NASA tarafından şimdiye kadar gerçekleştirilen en önemli misyonlardan birini icra eden Parker Solar Probe, üç yıl önce fırlatıldı. NASA yetkilileri, Parker Solar Probe'un "Güneş'e dokunması"nın güneş bilimi için bir dönüm noktası olduğunu aktararak, "Bu kilometre taşı bize sadece Güneş'imizin evrimi ve güneş sistemimiz üzerindeki etkileri hakkında daha derin bilgiler sağlamakla kalmıyor, aynı zamanda kendi yıldızımız hakkında öğrendiğimiz her şey bize evrenin geri kalanındaki yıldızlar hakkında daha fazla şey öğretiyor." diye açıklamalar yaptılar.

Güneş'e dokunmak deyince hemen aklıma İkarus efsanesi geldi. Nasıldı efsane kısaca bir hatırlayalım: ''Daidalus, oğlu İkarus ile birlikte labirentte bir süre mahkum olarak kalır. Yine bir süre sonra, aklına bal mumu ve tüylerden, tıpkı kuşlarda olduğu gibi kendilerine kanat yapma fikri gelir. Çünkü labirentten uçmak dışında başka türlü kaçamayacaklardır.

Aklına gelen bu fikri uygulamaya koyan Daidalus ahşap bir sistem üzerine kuş tüylerini yerleştirir ve onları bal mumu ile destekler. İki çift kanat en sonunda hazır olur. Birini oğluna diğerini ise kendisine takan Daidalus artık kaçmak için hazırdır.

Daidalus uçmadan önce oğluna, çok alçaktan uçarsa denize düşeceğini, çok yüksekten uçarsa güneş ışınları yüzünden kanatlarını kaybedeceğini söyler. İkarus’u dengeli bir şekilde uçması gerektiği konusunda sıkı sıkı tembihledikten sonra ikisi de uçmaya başlarlar.

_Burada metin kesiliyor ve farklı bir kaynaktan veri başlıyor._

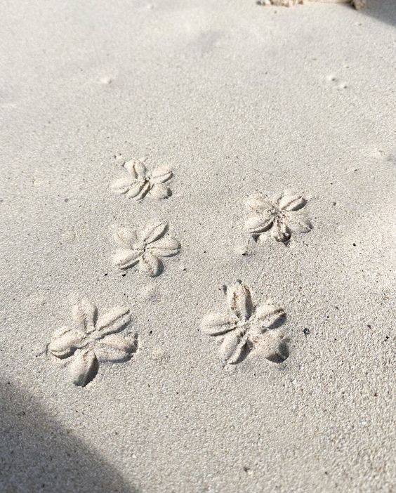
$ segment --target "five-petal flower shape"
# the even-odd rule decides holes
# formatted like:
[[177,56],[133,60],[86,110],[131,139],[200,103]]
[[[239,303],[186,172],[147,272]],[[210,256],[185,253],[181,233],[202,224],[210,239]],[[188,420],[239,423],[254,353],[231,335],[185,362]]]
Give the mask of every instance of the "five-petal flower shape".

İkarus uçuşu sırasında babasının sözlerini unutur ve dengeli bir uçuş gerçekleştirmez. İkarus ya başarısından dolayı, ya hava sarhoşluğu nedeniyle ya da uçmanın verdiği özgürlük hissiyle daha da yükseğe uçmaya başlar.

Genç adam öyle yükselir ki, Güneş Tanrısı Helios bunu kendisine karşı bir saygısızlık olarak algılar. Güneş ışınları İkarus yükseldikçe bal mumunu eritir ve kanatlarını yakmaya başlar. Bunun üzerine İkarus tepetaklak olur ve hızla denize düşer, boğularak ölür.

İkarus, Ege Denizi’nde bir yere düşmüş ve orada ölmüştür. Düştüğü söylenen deniz, İkaria Denizi ve oraya yakın olan adanın adı da İkaria Adası olarak kalmıştır.

Aslında,Yunan mitolojisinde yer alan İkarus karakteri hikayesiyle pek çok kişiyi derinden etkilemiş ve düşünmeye teşvik etmiştir. Öyküsünün insanlığa ders veren bir yanı olmasının dışında, ölümü aslında insanlığa pek çok şeyin sorgulanması gerektiğini de hatırlatır.

Tevazu sahibi olmaması mıydı onu ölüme götüren, yoksa yersiz cesareti mi? Cesaret bir şeyleri başlatmak için birebirdir, ancak devamında hazin sonlar yaşanmaması için kontrollü olmak gerekir.

Mitolojik hikayeler günümüzde insanlar tarafından basit birer hikayeler topluluğu gibi görünse de aslında döneminde insanlara, doğru insan olabilme ve özgür düşünce üzerine pek çok şey öğretmiştir.

Tüm bu öğretiler bugün bilim açısından gerçekliğe uzanan yolda birer rehber oluyor. Belki de İkarus hikayesi, bilime hizmet eden insanlara, cesaret ve derin bir düşünme dürtüsü vermiştir.